CodeGeeX is an open series of multilingual code generation models developed by the Knowledge Engineering Group (KEG) and Data Mining lab at Tsinghua University together with Zhipu AI. The first model, a 13-billion-parameter large language model trained on a corpus of 23 programming languages, was described in a paper submitted to arXiv in March 2023 and presented at the KDD 2023 conference [1][2]. Alongside the model the team released a free code-assistant extension for Visual Studio Code and JetBrains IDEs, and introduced HumanEval-X, a benchmark for evaluating code generation and translation across several languages [1][3]. Later versions reused the lab's general-purpose chat models as their base: CodeGeeX2 is built on ChatGLM2-6B, and CodeGeeX4 is built on GLM-4-9B [4][5].
The first CodeGeeX is a left-to-right autoregressive transformer with 13 billion parameters. The architecture is a 39-layer transformer decoder with a hidden size of 5,120 and 40 attention heads, followed by an extra "top query layer" that conditions the final prediction on the embedding of the target position rather than reusing the last token's input. The vocabulary contains 52,224 tokens [1].

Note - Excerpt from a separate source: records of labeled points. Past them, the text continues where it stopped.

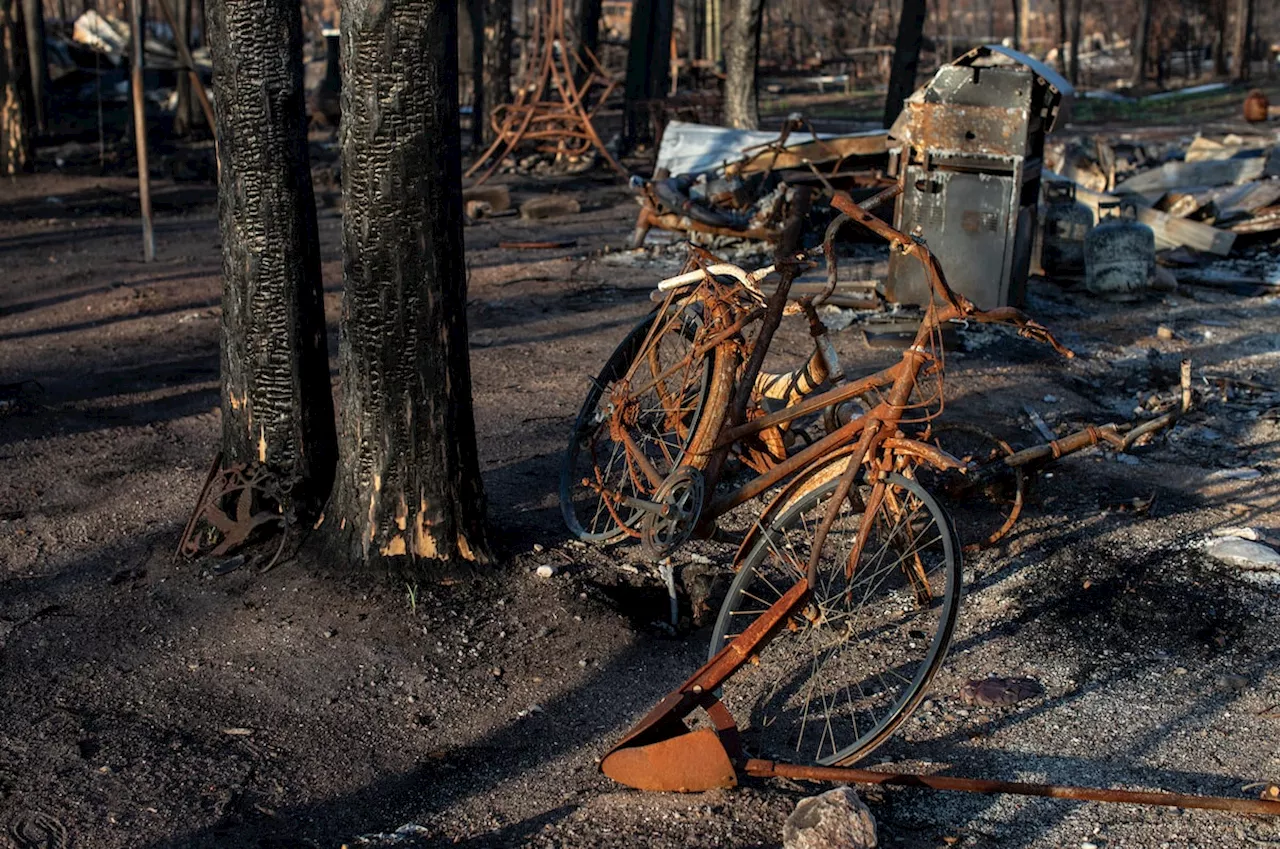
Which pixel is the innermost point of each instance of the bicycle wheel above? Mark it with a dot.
(653, 392)
(842, 674)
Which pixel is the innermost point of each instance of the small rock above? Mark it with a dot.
(1244, 553)
(1243, 533)
(833, 820)
(497, 197)
(1000, 692)
(549, 206)
(1232, 683)
(1234, 474)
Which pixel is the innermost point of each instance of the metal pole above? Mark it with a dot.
(771, 770)
(140, 131)
(190, 63)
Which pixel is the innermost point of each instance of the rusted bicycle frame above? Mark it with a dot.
(880, 446)
(661, 752)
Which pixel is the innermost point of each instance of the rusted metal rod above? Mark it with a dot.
(772, 770)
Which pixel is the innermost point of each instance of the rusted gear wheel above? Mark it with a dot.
(681, 493)
(986, 502)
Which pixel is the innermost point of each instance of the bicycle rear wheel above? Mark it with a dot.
(654, 393)
(844, 672)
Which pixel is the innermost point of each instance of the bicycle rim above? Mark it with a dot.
(664, 438)
(840, 676)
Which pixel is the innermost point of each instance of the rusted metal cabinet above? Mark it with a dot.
(972, 144)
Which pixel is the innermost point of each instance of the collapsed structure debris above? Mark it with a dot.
(969, 163)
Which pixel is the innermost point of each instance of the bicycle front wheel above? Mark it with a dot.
(844, 672)
(647, 404)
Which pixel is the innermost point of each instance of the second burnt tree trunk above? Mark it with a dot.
(277, 398)
(14, 118)
(741, 55)
(497, 62)
(906, 58)
(408, 491)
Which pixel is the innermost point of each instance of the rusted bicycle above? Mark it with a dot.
(854, 566)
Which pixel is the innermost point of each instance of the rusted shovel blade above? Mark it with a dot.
(686, 763)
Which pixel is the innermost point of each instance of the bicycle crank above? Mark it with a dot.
(681, 494)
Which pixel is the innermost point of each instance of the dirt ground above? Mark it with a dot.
(150, 703)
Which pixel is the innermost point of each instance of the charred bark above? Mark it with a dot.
(1242, 40)
(497, 62)
(1217, 13)
(184, 114)
(588, 24)
(408, 489)
(14, 117)
(277, 398)
(741, 55)
(1139, 44)
(906, 58)
(648, 65)
(1077, 7)
(1061, 36)
(37, 59)
(479, 104)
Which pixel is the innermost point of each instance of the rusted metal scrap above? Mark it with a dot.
(234, 503)
(662, 753)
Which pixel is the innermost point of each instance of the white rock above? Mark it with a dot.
(1243, 533)
(1244, 553)
(833, 820)
(1234, 474)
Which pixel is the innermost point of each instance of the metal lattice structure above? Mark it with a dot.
(557, 101)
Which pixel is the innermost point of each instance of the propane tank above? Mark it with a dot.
(1256, 106)
(1066, 224)
(1119, 252)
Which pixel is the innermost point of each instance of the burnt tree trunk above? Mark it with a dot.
(1242, 40)
(1075, 42)
(37, 59)
(648, 64)
(1139, 42)
(1061, 36)
(741, 55)
(479, 105)
(589, 24)
(1219, 16)
(497, 62)
(14, 117)
(184, 115)
(277, 398)
(408, 489)
(906, 58)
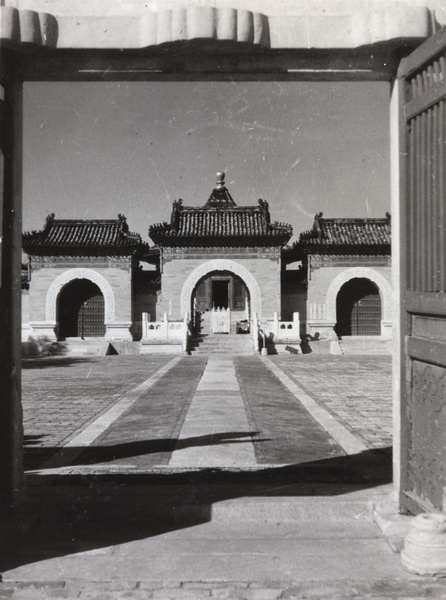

The pretraining corpus held about 158 billion tokens covering 23 programming languages, including Python, C++, Java, JavaScript, Go, Rust, and others. It was assembled from two parts: open-source code datasets, namely the Pile and CodeParrot, and supplementary Python, Java, and C++ code scraped directly from public GitHub repositories that did not already appear in the first part. The scraped data was filtered to drop automatically generated files, files with very long lines, and files outside a 1 KB to 100 KB size range. Over the full run the model saw roughly 850 billion tokens, traversing the corpus for multiple epochs, with a maximum sequence length of 2,048 tokens. Training ran on a cluster of 1,536 Ascend 910 AI processors from Huawei, between April and June 2022, for about 213,000 steps using the MindSpore framework (version 1.7.0) [1][3]. This reliance on Ascend hardware and MindSpore, rather than NVIDIA GPUs and PyTorch, distinguishes CodeGeeX from most contemporary code models and reflected the compute available to the Tsinghua and Zhipu team at the time.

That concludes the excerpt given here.